- Born: 18 November 1914 Colombo Sri Lanka
- Education: Nalanda College Colombo
- Known for: Forensic pathologist

= W. D. L. Fernando =

Dr Warusahennadige David Lionel Fernando (known as W. D. L. Fernando or simply WDL) was a Forensic pathologist and Judicial Medical Officer (JMO) for Colombo.

==Early childhood==

Fernando was born in 1914 and schooled at Nalanda College Colombo passed his Senior Cambridge Certificate and gained entrance to Ceylon Medical College. Later he was qualified with honours in Medicine and Surgery with a Licenciate that was recognised as a registerable qualification with General Medical Council in the United Kingdom.

==Family life==

Fernando was married to Ethel and was father to only child Kamalani De Silva. He was the father in law of C. R. De Silva who was one time Attorney General and Solicitor General of Sri Lanka.

==Professional career==

Fernando having worked as a Government Medical Officer in various parts of Sri Lanka after graduation joined Colombo National Hospital as an Assistant Pathologist in early 1950s. Later he won a scholarship to University of Edinburgh and studied Medical Jurisprudence and trained under Sydney Smith. Then after obtaining Membership of Royal College of Physicians of Edinburgh worked with Professor John Glaister, Keith Simpson and Donald Teare at Guy's Hospital and St George's Hospital in United Kingdom. In 1953, Fernando returned and assumed duties as Assistant Judicial Medical Officer in Colombo. In 1956 he was appointed as Judicial Medical Officer (J.M.O) Colombo and held this position until his retirement in 1970.

==Cases==

Although Fernando was designated as J.M.O Colombo he was J.M.O Ceylon as his services were sought by Police and Courts all over the country in resolving complicated cases.

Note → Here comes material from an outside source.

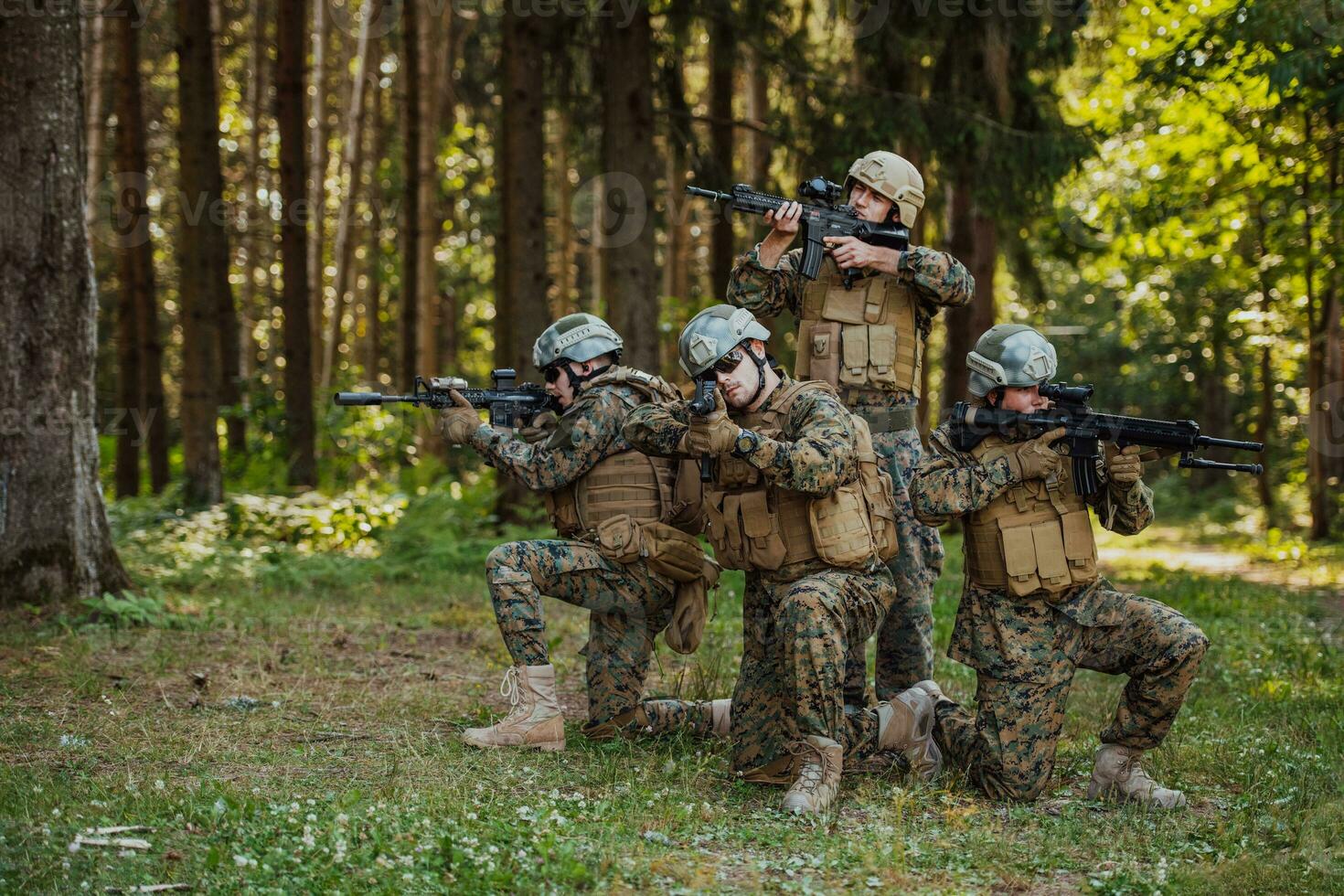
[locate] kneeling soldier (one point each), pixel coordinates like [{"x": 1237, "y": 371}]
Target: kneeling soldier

In 1953 together with Sir Sydney Smith, WDL examined the gunshot wounds on S. W. R. D. Bandaranaike before P. R. Anthonis began operating when Bandaranaike was assassinated.

In 1959 he was involved with post mortem of Anuradhapura Road Thimbiriwewa murder case (known as Wilpattu Murder). He played a vital role in convicting Alfred de Zoysa for the murder of A.K.D. Perera in Kalattawa jungle.

==Positions held==

Fernando was a founding member of the Ceylon College of Physicians, President of Sri Lanka Medical Association, President of the Medico-Legal Society, President of Ceylon Cancer Society, Vice President of Ceylon Medical Council, Vice President of Ceylon College of Physicians, Vice President of Organisation of Professional Associations and President of the Government Medical Officer's Association (GMOA).